En faveur de ce raisonnement, des études faites par Masaki et al. ont montré que l’efficacité d’un système à libération contrôlée de médicaments local ne dépend pas nécessairement de la concentration globale dans le sang.[34] En effet, dans leurs travaux, les concentrations en paclitaxel recueillies dans le plasma sanguin sont rapportées comme étant sous la limite de détection du test, autrement dit inférieures 10 ng/mL. Comme mentionné dans le chapitre 1, ces concentrations ont pourtant malgré tout démontré une efficacité pour inhiber l’hyperplasie néointimale artérielle. Ce résultat démontre l’efficacité d’un système à libération contrôlée local par rapport à une prise orale ou intraveineuse, qui nécessite des concentrations bien plus élevées dans le sang. Avantage non négligeable, il est ainsi possible de largement diminuer le risque d’effets secondaires chez le patient.

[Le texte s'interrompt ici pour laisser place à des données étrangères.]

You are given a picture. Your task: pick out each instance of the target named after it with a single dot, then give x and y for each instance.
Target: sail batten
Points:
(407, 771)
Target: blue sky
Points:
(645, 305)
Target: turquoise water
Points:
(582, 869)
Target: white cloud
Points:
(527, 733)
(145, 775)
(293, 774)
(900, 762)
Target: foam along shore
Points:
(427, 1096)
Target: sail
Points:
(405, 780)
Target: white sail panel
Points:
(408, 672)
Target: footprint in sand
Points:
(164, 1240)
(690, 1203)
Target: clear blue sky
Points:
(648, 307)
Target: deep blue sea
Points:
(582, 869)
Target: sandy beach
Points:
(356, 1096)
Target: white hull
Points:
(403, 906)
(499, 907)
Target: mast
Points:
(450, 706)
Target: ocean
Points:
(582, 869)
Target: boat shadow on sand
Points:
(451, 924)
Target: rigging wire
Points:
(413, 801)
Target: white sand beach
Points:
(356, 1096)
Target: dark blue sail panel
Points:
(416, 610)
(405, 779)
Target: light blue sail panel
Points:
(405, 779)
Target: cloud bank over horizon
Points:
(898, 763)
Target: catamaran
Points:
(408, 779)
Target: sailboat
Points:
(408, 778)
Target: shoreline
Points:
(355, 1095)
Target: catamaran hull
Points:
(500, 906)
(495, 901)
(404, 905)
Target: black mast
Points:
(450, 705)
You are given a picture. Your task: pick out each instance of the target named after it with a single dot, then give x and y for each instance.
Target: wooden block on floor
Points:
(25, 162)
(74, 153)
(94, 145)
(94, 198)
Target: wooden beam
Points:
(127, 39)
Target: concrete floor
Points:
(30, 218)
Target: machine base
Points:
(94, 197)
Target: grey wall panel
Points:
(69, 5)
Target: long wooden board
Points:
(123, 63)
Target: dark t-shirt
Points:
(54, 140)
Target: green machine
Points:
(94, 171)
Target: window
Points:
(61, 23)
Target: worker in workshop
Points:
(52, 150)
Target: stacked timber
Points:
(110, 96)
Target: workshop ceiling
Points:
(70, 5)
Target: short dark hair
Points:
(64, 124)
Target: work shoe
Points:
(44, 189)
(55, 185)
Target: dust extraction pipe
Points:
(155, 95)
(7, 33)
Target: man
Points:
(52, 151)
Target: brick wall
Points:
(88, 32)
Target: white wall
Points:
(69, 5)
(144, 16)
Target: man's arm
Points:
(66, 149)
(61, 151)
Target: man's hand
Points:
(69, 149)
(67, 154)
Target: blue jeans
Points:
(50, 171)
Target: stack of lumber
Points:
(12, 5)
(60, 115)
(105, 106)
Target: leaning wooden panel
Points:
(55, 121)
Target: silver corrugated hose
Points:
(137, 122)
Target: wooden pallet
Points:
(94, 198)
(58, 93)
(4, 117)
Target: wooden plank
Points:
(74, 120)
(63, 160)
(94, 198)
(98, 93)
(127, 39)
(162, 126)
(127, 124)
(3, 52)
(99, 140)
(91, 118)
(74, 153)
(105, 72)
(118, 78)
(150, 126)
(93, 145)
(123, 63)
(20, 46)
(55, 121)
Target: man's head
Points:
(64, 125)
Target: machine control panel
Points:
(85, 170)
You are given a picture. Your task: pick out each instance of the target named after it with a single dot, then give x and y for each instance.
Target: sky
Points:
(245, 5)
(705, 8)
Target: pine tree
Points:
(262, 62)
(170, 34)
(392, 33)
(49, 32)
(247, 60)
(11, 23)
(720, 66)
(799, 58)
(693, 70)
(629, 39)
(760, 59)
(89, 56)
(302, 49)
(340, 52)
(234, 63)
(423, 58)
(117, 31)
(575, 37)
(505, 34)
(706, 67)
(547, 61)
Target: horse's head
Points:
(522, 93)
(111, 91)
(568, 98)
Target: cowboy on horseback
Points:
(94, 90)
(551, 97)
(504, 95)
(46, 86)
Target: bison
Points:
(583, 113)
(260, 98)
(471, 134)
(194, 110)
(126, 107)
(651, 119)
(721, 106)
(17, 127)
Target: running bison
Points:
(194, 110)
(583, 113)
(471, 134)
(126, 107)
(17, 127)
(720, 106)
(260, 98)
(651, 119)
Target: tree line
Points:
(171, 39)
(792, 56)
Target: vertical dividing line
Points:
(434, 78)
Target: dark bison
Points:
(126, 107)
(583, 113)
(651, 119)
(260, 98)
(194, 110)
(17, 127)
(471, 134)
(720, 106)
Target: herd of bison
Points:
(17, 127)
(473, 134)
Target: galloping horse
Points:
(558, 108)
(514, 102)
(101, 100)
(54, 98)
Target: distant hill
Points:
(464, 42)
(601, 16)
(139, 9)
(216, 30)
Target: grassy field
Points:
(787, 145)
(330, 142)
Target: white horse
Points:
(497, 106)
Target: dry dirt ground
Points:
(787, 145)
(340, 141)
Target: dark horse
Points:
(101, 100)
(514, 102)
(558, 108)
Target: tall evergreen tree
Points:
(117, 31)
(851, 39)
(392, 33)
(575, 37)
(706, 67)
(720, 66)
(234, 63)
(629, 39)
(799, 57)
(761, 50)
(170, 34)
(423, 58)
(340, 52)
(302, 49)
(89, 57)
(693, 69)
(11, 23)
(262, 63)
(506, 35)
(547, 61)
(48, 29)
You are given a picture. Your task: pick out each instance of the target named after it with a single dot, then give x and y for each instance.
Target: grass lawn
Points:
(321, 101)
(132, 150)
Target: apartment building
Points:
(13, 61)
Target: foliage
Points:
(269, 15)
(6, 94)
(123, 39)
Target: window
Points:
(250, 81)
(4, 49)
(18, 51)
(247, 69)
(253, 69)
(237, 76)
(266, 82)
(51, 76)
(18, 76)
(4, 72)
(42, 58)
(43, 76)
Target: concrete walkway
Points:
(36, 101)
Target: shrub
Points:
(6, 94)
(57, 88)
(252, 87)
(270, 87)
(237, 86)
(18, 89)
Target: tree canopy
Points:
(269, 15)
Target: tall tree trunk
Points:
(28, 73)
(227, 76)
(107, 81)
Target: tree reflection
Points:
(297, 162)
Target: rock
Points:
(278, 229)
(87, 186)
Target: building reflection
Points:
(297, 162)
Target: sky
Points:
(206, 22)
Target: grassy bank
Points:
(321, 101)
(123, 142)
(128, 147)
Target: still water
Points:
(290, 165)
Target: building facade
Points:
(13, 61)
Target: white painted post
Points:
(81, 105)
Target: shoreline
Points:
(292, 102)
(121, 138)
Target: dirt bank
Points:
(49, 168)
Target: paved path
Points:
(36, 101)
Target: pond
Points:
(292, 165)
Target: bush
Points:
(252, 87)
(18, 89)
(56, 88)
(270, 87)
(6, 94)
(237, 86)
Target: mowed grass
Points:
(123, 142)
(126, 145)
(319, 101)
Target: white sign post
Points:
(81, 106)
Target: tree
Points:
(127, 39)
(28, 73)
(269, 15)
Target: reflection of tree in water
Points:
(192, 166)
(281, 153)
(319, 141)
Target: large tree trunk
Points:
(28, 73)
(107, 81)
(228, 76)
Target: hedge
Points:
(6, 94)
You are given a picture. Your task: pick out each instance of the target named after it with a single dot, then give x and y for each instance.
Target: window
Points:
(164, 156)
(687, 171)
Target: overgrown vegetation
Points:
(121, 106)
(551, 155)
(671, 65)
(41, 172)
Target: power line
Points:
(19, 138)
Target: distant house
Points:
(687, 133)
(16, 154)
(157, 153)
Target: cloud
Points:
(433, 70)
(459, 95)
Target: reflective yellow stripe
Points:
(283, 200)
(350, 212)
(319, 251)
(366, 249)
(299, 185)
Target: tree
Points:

D’autre part, des travaux réalisés par Hwang et al. sur les stents à libération de médicaments ont montré que les forces de transport physiologique de certains médicaments pouvaient permettre une distribution plus concentrée du principe actif au niveau des parois des vaisseaux.[244] D’après leur étude, un véritable gradient de concentration directement lié aux forces de diffusion est observé à l’intérieur de la paroi du vaisseau et pourrait être davantage lié à l’efficacité du médicament que ses propriétés biologiques elles-mêmes. Les principes actifs hydrophiles (ex. : héparine ou imatinib) pénètrent très peu dans la paroi tandis que les principes actifs hydrophobes (ex. : paclitaxel) pénètrent largement en profondeur dans la paroi. Dans le cas d’une application sur des prothèses vasculaires synthétiques, la pénétration en profondeur dans la paroi du vaisseau natif obtenue avec l’utilisation d’un principe actif hydrophobe ne paraît pas très appropriée, voire dangereuse pour le vaisseau « en bonne santé ». En effet, l’idée de ce système n’est pas d’empêcher la prolifération des cellules musculaires lisses situées dans la media de l’artère native, mais bien de viser uniquement les cellules envahissant la paroi interne. C’est pourquoi malgré une perte significative évidente du principe actif dans la circulation sanguine et une plus grande

difficulté à franchir la paroi cellulaire lipidique des cellules hyperplasiques, les principes actifs hydrophiles ont tout de même l’avantage d’être plus sûrs pour les vaisseaux environnants grâce à leur barrière de cellules endothéliales.

Un autre point à aborder dans cette section est l’importance des produits de dégradation du système. En effet, l’utilisation d’un système à libération contrôlée de médicaments implique toujours des risques d’un point de vue de la taille des morceaux de dégradation et dans le cas d’une couche surfacique, de délamination. Cette dernière est d’autant plus dangereuse qu’elle peut mener, en plus de la formation de caillots, à une toxicité suite à un surdosage du médicament. Ceci nous ramène à l’importance de l’adhésion discutée en II.2 de ce chapitre.